Gas Hydrates, Methanogenesis, and Carbon Cycling at Continental Margins

Dr. Alberto Malinverno, an expert in quantitative marine geology, came from Columbia University to deliver a talk on a unique substance from the bottom of the ocean which could someday be an energy source for humanity… but which could also drastically worsen the effects of anthropogenic climate change. The substance is a clathrate, or gas hydrate – methane molecules trapped within the crystal structure of ice. Clathrates are unstable at surface pressure and temperature conditions, preferring low temperatures and high pressures. Because of these unique stability conditions, clathrates are found at depth in places where the temperatures are cold: in permafrost, and at the ocean floor near continental margins, where organic carbon in the sediments provides the methane.

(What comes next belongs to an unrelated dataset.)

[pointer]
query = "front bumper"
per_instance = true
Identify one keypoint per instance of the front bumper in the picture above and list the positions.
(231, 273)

Gas hydrates are widespread across the globe. They are thought to hold about twenty percent of all organic carbon on Earth. As Malinverno explained, “gas hydrates can dissociate when temperatures rise, releasing large amounts of greenhouse gases” (causing extensive submarine landslides in the process) and potentially leading to runaway global warming. On the other hand, they could also be exploited as an energy resource, much as oil and gas are exploited now. Therefore, for both of these reasons, it is important that clathrates be better studied and understood.

Malinverno has sailed as a logging scientist on several expeditions of the Integrated Ocean Drilling Program (IODP). The IODP began in the 1950s as Project Mohole, a plan to drill into the mantle. The plan failed, but the IODP flourished, now with data spanning much of the world’s oceans and more cruises every year. Malinverno has used these cruises to gather data on clathrates, which are brought up from the ocean floor in drill cores. The methane begins to dissociate even before reaching the surface, which can cause drilling explosions; it also changes the character of the sediment, leaving it “soupy” or “moussy”. Pressurized cores can be taken, which prevent outgassing and preserve the clathrates. Wireline logs can also be used to examine clathrates at depth, as the methane is an electrical insulator and increases the resistivity of the sediment, just like conventional gas.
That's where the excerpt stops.